Muitos não estão preparados para a morte dos velhos. Por vezes sequer querem tratar do assunto. Alguns que estão lendo este artigo, o fazem  ou com a testa franzida ou com o coração apertado. Contudo, chegará o dia em que nossa “máquina” entrará em colapso. O mundo está tão doido, que só o fato de usar a adjetivo “velho” (que aqui estou usando de propósito), já soa ofensivo. O passar dos anos não é natural para muitos, mas para o homem “moderno”, este passar dos anos é como uma ofensa divina, que deve ser disfarçada com eufemismos, do tipo, “melhor idade”. Para alguns velhice é doença, ou defeito…

 

O que leva uma família a prolongar infinitamente o sofrimento de um velhinho “querido”, cheio de tubos, aparelhos, agulhas e os mais variados tipos de drogas? Certamente que não é o amor pelo vovô ou pelo velho papai, mas é o amor por si mesmo. Como nós não queremos perder aquela pessoa ou não estamos preparados para vivermos sem ela, não queremos sofrer com  a morte do outro, assim, acabamos por prolongar o sofrimento daquele que dizemos amar, para procrastinar o nosso sofrimento. Disfarçado de amor ao outro, egoisticamente mantemos o sofrimento do outro para que nós não soframos a dor da perda.
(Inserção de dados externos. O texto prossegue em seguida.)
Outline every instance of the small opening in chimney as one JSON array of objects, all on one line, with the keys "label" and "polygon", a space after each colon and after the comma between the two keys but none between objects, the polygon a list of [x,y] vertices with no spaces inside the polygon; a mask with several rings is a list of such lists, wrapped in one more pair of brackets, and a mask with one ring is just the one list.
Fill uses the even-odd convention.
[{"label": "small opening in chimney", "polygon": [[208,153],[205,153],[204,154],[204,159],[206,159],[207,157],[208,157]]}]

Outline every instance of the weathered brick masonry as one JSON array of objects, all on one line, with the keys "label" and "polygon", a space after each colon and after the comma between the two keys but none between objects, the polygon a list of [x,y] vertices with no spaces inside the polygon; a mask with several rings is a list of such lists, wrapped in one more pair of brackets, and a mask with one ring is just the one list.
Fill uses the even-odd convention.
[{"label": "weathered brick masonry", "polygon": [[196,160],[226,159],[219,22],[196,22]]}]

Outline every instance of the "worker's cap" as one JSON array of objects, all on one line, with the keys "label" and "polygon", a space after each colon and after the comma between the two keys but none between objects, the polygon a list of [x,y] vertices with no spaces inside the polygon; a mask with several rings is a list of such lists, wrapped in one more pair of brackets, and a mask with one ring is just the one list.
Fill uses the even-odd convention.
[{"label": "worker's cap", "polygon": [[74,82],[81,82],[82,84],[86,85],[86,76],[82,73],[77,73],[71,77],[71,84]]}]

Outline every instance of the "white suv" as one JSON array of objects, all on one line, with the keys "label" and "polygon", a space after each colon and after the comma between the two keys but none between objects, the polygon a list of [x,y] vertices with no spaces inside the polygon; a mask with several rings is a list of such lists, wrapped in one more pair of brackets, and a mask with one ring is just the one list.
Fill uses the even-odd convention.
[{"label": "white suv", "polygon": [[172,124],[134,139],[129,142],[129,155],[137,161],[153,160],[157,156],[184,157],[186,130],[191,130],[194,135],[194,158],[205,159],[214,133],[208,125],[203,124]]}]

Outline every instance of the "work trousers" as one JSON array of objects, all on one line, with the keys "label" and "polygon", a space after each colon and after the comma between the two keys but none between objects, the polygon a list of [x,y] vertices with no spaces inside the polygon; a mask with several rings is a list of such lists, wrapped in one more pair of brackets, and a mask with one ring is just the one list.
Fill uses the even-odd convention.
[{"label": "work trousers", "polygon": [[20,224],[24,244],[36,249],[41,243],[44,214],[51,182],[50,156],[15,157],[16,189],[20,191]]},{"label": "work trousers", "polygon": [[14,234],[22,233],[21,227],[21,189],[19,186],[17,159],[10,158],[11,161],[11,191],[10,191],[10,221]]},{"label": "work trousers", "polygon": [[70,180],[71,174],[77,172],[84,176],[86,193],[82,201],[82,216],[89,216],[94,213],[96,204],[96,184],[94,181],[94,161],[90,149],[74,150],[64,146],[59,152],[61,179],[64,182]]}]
Contudo, muitos velhos prefeririam o descanso: “Estou cercado pelos dois lados, pois quero muito deixar esta vida e estar com Cristo, o que é bem melhor…” (Filipenses 1:23)

 

Especialmente quando este velho ou velha são cristãos, daí que menos preocupações ainda deveríamos ter com sua partida, posto, pela fé, sabermos que ele ou ela partirá desta vida de dores para uma existência espiritual de paz e descanso. Mas, como o descanso do outro significará dor para a família, inconscientemente a família escolhe a distanásia*, ou seja, “melhor que o outro sofra, mas não eu”.

 

Peço que isto não aconteça comigo. Gostaria que meus herdeiros deixassem minha vida passar desta existência para uma melhor, não entubado no vazio de um hospital, mas velhinho no aconchego do lar.

 

*Distanásia é a prática pela qual se prolonga, através de meios artificiais e desproporcionais, a vida de um enfermo incurável. Também pode ser conhecida como “obstinação terapêutica”. O termo distanásia foi proposto em 1904, por Morache, e tem sido empregado para definir a morte prolongada e acompanhada de sofrimento, associando-se à ideia da manutenção da vida através de processos terapêuticos desproporcionais.